Name: Aya Lin Fasi
Age: 27
Occupation: hunter-for-hire
Genre: sci-fantasy
Rough description: dark hair, cropped short and slowly bleaching, sea green eyes (originally dark blue), 5'10"; leanly muscular, fierce, good with swords

More:
Aya and her sister, Elli, fled a raid on their home village and never went back after waiting two weeks at the designated emergency rendezvous only to have no one arrive. They struck out north, to the wastes, concerned they might be followed, and took odd jobs to pay their way. One such job took them to an isolated home asking for temporary security, but their arrival was late enough that they were asked to stay the night and begin their duties in the morning. Aya woke in an unfamiliar room to a searing pain in her back, and went in search of her sister to find her dead, the victim of some kind of implantation experiment. The perpetrator, their employer, was gone, and Aya systematically destroyed the facility, finding another experiment victim in the process, and they're searching for the man responsible.

Sample:
"How is it?"

"Do you really want me to tell you?"

Aya sighed, letting her shirt drop back without even attempting to look in the mirror behind her. "So it is spreading." She had known that -- the network of slender lines had been growing ever since Yumil had burned the arcane symbol into her back.

"Slowly, yes." Her companion stretched her legs in front of her and arched her back with a weary sigh. "I'm sure there's some way to fix it."

"I'm not." Aya offered a crooked smile, reaching up to brush her fingers through her her hair.
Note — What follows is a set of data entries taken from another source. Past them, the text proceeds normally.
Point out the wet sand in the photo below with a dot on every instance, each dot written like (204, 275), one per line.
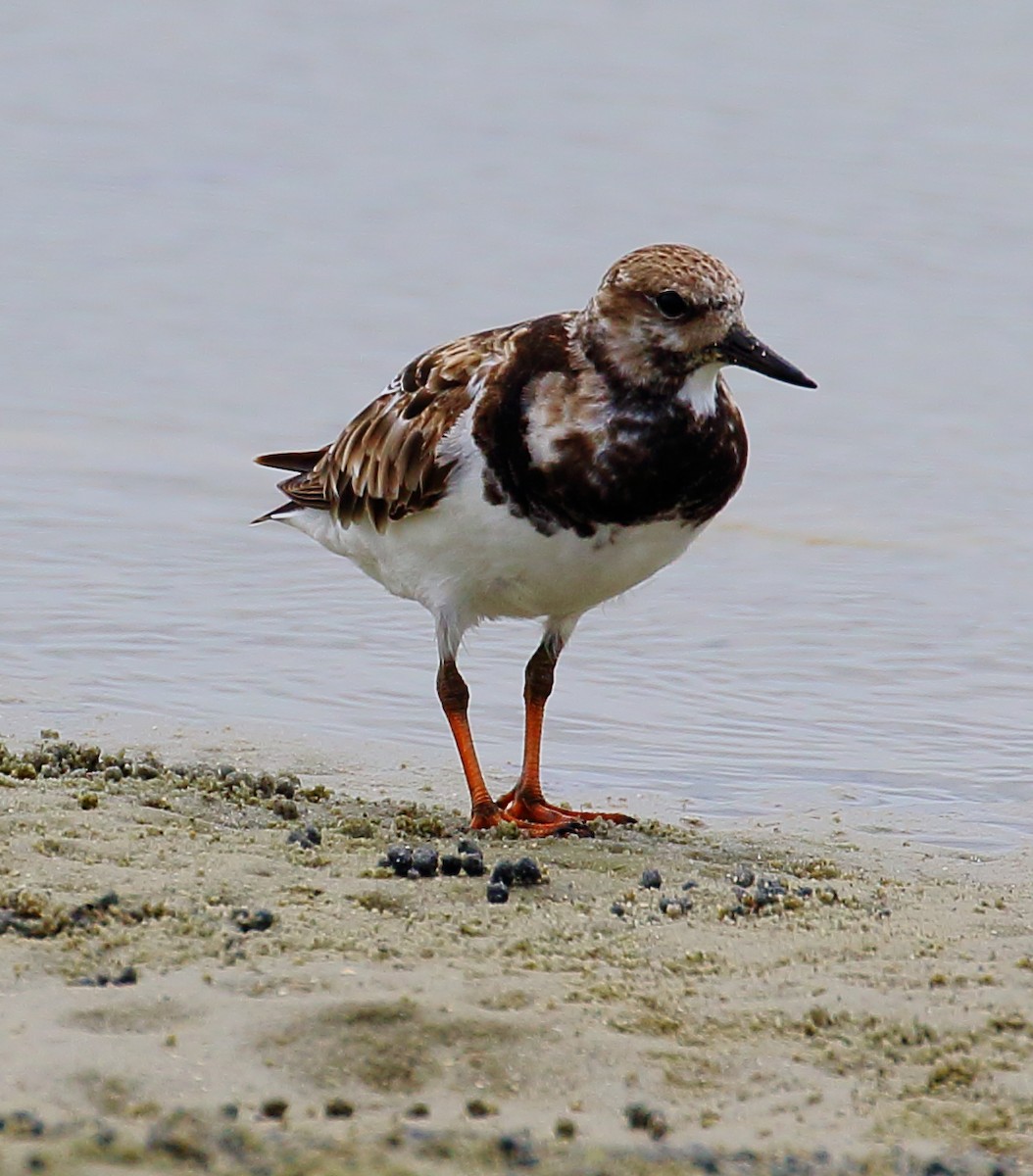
(843, 1000)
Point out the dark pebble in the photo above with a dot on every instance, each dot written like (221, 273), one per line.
(285, 808)
(638, 1116)
(400, 858)
(424, 861)
(253, 921)
(517, 1150)
(504, 871)
(526, 871)
(22, 1122)
(307, 838)
(768, 892)
(679, 906)
(706, 1161)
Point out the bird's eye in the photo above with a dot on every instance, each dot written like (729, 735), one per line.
(672, 305)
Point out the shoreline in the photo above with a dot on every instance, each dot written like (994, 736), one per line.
(856, 999)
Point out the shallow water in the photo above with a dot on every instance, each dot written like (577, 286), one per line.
(224, 227)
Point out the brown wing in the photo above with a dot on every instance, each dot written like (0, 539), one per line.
(386, 463)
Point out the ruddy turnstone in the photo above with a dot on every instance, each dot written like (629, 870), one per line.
(539, 469)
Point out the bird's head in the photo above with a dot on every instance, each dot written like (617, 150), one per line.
(666, 312)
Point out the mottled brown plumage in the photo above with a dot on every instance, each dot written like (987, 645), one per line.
(539, 469)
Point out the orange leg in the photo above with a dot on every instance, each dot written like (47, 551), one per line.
(485, 814)
(526, 801)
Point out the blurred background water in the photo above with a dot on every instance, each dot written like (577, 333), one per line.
(224, 224)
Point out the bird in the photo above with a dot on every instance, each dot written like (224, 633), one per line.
(538, 469)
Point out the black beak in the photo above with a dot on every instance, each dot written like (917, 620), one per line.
(744, 350)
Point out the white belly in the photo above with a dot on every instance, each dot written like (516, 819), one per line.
(468, 560)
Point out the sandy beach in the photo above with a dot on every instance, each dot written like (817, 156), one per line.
(183, 985)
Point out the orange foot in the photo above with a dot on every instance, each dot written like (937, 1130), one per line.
(540, 811)
(551, 824)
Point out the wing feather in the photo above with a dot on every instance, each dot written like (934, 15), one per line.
(387, 463)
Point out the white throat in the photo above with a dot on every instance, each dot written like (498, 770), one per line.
(700, 391)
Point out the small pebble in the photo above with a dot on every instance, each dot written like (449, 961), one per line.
(504, 871)
(285, 808)
(307, 838)
(22, 1123)
(424, 861)
(674, 906)
(274, 1108)
(400, 858)
(517, 1150)
(641, 1118)
(473, 865)
(526, 871)
(253, 921)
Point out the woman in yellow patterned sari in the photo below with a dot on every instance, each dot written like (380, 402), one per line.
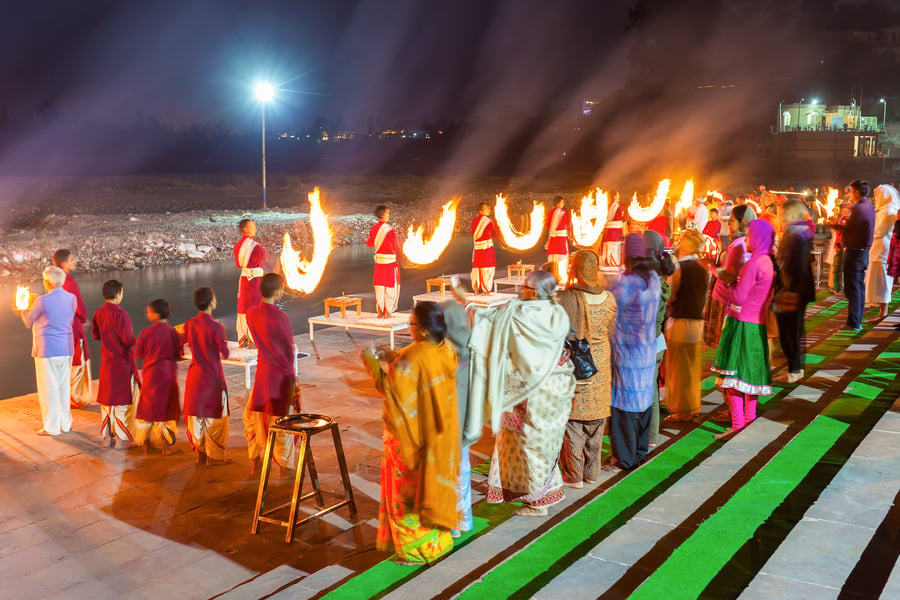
(420, 465)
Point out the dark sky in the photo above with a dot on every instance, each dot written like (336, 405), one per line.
(193, 62)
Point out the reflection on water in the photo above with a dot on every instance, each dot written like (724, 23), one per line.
(349, 270)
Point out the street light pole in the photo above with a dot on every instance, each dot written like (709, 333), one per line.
(264, 93)
(264, 156)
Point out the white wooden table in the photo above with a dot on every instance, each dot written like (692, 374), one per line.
(365, 321)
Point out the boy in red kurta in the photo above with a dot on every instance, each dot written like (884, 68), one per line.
(205, 392)
(157, 409)
(251, 258)
(483, 259)
(119, 382)
(80, 376)
(558, 240)
(383, 238)
(275, 388)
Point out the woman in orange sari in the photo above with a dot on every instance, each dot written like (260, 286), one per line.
(421, 458)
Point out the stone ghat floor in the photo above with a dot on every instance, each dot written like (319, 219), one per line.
(801, 504)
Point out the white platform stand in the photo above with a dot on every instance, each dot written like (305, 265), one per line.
(365, 321)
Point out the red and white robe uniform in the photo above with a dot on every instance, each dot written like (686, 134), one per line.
(251, 258)
(80, 375)
(558, 242)
(205, 391)
(386, 280)
(611, 248)
(484, 261)
(119, 385)
(273, 385)
(158, 408)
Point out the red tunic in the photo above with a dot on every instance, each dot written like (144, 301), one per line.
(613, 230)
(78, 322)
(383, 238)
(205, 381)
(161, 350)
(274, 380)
(248, 292)
(558, 225)
(483, 254)
(112, 327)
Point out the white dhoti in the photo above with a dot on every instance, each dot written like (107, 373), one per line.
(256, 430)
(117, 422)
(386, 299)
(52, 375)
(878, 284)
(611, 254)
(208, 436)
(158, 433)
(483, 279)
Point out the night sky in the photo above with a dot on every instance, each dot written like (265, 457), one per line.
(683, 79)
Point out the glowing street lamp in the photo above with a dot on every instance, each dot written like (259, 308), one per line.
(264, 93)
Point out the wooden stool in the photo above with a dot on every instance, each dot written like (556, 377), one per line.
(518, 270)
(303, 426)
(442, 282)
(343, 302)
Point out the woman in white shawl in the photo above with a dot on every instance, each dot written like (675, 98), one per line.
(878, 282)
(526, 386)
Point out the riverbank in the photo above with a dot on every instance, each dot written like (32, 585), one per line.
(126, 223)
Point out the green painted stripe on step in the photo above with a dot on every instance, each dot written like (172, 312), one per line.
(562, 539)
(385, 574)
(694, 563)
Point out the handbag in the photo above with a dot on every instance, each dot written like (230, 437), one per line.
(580, 355)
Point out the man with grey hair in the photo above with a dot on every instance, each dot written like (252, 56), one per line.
(50, 320)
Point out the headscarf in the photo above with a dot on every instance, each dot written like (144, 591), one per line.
(744, 215)
(586, 272)
(690, 242)
(761, 237)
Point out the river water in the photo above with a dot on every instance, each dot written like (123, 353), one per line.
(349, 271)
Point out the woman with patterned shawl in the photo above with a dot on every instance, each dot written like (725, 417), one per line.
(518, 373)
(420, 465)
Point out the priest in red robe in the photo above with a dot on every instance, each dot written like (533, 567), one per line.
(80, 376)
(383, 239)
(119, 382)
(158, 410)
(276, 391)
(484, 261)
(611, 245)
(558, 241)
(205, 392)
(251, 258)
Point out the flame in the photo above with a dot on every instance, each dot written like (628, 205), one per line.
(511, 237)
(417, 250)
(589, 221)
(757, 210)
(302, 275)
(23, 297)
(644, 214)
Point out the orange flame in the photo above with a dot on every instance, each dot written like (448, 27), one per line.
(302, 275)
(589, 221)
(644, 214)
(23, 297)
(420, 252)
(511, 237)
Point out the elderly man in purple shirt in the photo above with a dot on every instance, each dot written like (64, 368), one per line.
(857, 240)
(50, 320)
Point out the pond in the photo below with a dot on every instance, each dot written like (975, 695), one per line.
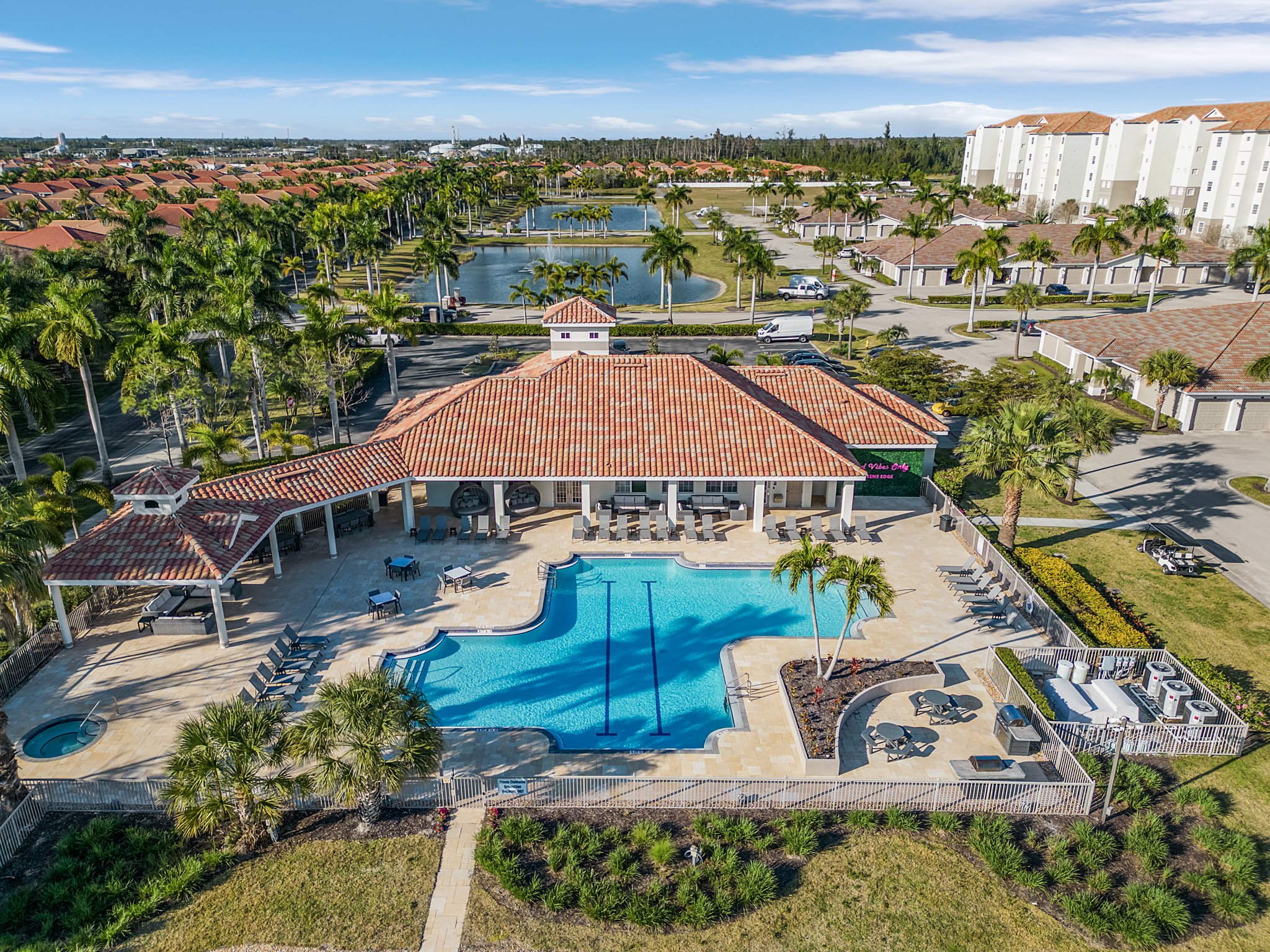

The short crop startled her for a moment, a recent change and a meager attempt to disguise the fact that her hair, too, was changing. Growing paler. She looked at her companion, and the smile faded. "Though I suppose I have less to complain about than you."

"Oh, didn't you know I always dreamed of being a dog?" The slender hound laughed, shaking her hanging ears. "It's just one more thing to take out of the bastard's hide," she added.

"True enough." Her tone turned momentarily grim.

"We'd better get on this, though. Child missing, and all that."

"Child dead," Aya corrected her. "I don't think there's any rush."

"But they don't know that yet."

"Ruun, they've lived here longer than we have ... I think they know." She got to her feet, though, brushing off her breeches with no discernible effect, apart from kicking dust into the air.

"There's knowing and there's knowing."

"Aren't you considerate today."

The hound got to her feet, ambling lazily toward the door. "Maybe I've had a litter, Aya, you consider that? You wouldn't know."

"Not even the most desperate dog would take you." She walked out the door, sliding her weapons, sword and gun, into place at her belt.

"Oh, that's horrible! How could you say that!"

Aya didn't answer, nodding a brief acknowledgment to their current employer, a brown, stocky woman who owned the small inn they were staying at.

"Who knows," she said quietly as they walked down the stairs. "Maybe we'll get some exotics to sell out of this."

"I'd rather just exterminate them," grumbled Ruun. "Those things are an abomination."

"True enough." But so are we.

She felt a tingle trace the lines of the arcane circle and wondered not for the first time if Yumil knew they were hunting him. And, if he did, what he had prepared for their arrival.